In einem aktuellen Urteil hatte der Europäische Gerichtshof für Menschenrechte über die Frage zu entscheiden, ob die Kündigung eines Mitarbeiters aufgrund einer Strafanzeige gegen den Chefarzt wirksam ist (EGMR Zweite Sektion, Urteil vom 16.02.2021 – 23922/19; GAWLIK v. LIECHTENSTEIN (coe.int)).

Der Fall: Whistleblowing führte zur fristlosen Kündigung

Der Fall betrifft den deutschen Arzt Dr. Gawlik, der im Landesspital Liechtenstein als Arzt angestellt war. Herr Dr. Gawlik bemerkte während seiner Tätigkeit in dem Krankenhaus, dass mehrere Patienten nach einer Morphinvergabe verstorben waren. Er hatte die Vermutung, dass es sich bei den Todesfällen um Fälle aktiver Sterbehilfe handelte. Deshalb zeigte er ohne vorherige interne Aufklärung seinen damaligen Chef an. Dem Whistleblower wurde fristlos gekündigt. Das Ermittlungsverfahren gegen den Chefarzt wurde eingestellt, weil sich der Verdacht nicht erhärtet hat.

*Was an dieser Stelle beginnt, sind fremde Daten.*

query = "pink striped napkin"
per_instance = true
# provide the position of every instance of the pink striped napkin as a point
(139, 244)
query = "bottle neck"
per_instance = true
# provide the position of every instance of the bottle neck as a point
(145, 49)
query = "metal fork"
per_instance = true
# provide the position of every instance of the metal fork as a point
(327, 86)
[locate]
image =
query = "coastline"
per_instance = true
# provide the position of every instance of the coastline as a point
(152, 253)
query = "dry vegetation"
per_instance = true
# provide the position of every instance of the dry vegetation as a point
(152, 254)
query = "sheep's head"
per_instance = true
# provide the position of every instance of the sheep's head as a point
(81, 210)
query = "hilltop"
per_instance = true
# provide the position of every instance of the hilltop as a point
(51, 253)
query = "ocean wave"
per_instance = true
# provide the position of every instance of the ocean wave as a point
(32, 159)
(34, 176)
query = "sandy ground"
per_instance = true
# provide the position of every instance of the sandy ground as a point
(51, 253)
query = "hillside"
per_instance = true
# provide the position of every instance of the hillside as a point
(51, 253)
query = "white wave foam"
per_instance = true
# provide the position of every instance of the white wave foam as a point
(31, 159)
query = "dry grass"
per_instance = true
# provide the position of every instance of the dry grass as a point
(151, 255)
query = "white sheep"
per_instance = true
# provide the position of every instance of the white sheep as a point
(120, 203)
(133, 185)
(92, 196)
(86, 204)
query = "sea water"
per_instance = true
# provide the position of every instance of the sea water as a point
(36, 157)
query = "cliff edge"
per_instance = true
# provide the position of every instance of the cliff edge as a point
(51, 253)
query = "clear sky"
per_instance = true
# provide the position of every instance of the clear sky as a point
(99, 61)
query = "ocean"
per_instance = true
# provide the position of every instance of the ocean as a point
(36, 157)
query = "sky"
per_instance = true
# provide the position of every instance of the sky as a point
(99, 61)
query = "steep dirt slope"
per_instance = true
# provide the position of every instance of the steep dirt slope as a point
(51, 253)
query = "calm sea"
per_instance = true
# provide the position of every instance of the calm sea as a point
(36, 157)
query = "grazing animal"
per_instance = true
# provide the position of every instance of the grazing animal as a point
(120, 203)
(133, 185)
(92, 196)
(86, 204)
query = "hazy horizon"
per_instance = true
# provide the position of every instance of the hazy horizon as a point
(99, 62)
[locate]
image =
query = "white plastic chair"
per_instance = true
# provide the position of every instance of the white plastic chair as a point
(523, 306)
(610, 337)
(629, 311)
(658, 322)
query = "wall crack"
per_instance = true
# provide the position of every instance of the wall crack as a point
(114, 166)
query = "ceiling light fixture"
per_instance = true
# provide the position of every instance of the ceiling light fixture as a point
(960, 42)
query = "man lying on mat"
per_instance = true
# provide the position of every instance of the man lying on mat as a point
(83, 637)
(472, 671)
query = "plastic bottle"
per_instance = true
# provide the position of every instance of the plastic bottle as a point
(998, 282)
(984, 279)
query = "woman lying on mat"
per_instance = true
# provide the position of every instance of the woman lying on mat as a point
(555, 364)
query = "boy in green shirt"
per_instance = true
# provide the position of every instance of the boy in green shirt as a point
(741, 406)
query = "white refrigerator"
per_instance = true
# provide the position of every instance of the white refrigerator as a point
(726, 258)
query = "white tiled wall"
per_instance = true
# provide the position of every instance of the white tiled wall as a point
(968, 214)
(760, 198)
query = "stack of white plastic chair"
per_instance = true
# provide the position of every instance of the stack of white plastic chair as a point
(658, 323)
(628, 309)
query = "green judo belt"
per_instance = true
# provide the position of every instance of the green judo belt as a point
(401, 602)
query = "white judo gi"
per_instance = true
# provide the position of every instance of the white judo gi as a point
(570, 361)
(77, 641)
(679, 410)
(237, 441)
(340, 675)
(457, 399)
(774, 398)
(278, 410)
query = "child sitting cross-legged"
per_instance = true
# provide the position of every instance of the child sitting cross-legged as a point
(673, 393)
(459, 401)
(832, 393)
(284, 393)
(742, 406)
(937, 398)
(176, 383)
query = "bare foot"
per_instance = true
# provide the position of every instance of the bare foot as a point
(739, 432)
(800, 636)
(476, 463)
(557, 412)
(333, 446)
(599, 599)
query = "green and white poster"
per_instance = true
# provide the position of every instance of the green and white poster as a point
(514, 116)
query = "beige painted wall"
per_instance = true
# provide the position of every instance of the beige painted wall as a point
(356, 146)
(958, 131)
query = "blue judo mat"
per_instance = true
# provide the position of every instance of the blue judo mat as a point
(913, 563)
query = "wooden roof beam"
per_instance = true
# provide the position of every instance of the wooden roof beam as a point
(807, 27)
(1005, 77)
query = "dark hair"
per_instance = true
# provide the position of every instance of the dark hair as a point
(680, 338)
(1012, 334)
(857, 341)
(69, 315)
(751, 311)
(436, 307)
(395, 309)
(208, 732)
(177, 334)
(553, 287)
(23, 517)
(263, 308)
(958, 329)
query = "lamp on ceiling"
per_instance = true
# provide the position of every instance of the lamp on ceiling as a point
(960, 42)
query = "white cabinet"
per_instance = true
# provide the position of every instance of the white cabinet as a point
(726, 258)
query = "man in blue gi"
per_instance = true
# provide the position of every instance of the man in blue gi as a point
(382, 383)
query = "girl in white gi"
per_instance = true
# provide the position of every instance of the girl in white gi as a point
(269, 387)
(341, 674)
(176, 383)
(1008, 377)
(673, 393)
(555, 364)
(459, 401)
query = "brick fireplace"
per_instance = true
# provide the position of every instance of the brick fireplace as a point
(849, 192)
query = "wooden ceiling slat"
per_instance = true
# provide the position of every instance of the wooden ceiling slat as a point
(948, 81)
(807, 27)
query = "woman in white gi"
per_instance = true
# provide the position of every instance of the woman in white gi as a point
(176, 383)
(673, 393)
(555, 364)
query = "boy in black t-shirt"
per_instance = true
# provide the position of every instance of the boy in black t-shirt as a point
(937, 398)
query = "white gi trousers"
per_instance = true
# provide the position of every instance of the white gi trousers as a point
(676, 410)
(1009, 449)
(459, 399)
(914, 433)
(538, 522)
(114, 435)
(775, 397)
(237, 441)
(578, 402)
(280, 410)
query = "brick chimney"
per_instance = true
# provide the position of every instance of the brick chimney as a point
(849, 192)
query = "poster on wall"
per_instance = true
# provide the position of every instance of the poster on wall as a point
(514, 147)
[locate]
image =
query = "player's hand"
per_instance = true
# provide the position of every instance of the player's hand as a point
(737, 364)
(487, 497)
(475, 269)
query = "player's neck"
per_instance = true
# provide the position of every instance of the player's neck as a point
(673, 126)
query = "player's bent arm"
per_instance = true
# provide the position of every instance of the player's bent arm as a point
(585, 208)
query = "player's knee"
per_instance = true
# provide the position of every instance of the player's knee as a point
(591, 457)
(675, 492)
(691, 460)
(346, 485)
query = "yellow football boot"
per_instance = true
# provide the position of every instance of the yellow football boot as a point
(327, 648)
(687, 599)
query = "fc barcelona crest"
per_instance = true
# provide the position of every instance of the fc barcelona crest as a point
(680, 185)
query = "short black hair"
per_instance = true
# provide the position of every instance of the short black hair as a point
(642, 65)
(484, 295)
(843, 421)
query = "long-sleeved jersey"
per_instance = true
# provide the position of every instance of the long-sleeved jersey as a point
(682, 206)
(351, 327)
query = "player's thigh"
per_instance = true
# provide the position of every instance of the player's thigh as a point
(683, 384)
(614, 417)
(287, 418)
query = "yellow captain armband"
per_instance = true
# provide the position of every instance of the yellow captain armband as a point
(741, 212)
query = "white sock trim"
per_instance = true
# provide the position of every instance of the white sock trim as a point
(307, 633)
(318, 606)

Es hat sich vielmehr herausgestellt, dass die Vorgehensweise in allen Fällen ordnungsgemäß war.

Auch EGMR hält Kündigung für wirksam: Vorherige interne Prüfung der Vorwürfe wäre möglich gewesen

Vor den zuständigen Gerichten in Liechtenstein wurde die Kündigung für wirksam erklärt, weshalb sich Herr Dr. Gawlik zuletzt unter Berufung auf sein Recht auf freie Meinungsäußerung an den EGMR wandte. Der EGMR kam zu demselben Ergebnis wie die Gerichte in Liechtenstein. Als Begründung wurde angeführt, dass Herr Dr. Gawlik seinen Verdacht einer schweren Straftat direkt angezeigt hat, ohne zuvor ausreichend sorgfältig zu prüfen, ob die Informationen „zutreffend und zuverlässig“ waren. Aufgrund der Auswirkungen auf den Ruf der Klinik und seines Chefarztes war die Entlassung gerechtfertigt. Der Eingriff in die Rechte des Herrn Dr. Gawlik war verhältnismäßig. Seine Motive waren zwar nicht unlauter, aber bei der Schwere der Vorwürfe hätte er die Fakten besser prüfen müssen.

Arbeitnehmer als Whistleblower: nicht so einfach

An diesem Fall zeigt sich die Problematik im Bereich Whistleblowing für Arbeitnehmer. In Deutschland existieren aktuell nur sehr wenige, vereinzelte Regelung zu diesem Thema. Der Arbeitnehmer selbst steht dabei immer in einem Spannungsverhältnis: Zum einen nimmt der Arbeitnehmer seine staatsbürgerlichen Rechte und Pflichten und sein Recht auf Meinungsfreiheit gemäß Art. 5 GG in Anspruch, zum anderen bestehen jedoch im Arbeitsverhältnis auch Loyalitäts- und Rücksichtnahmepflichten gegenüber dem Arbeitgeber.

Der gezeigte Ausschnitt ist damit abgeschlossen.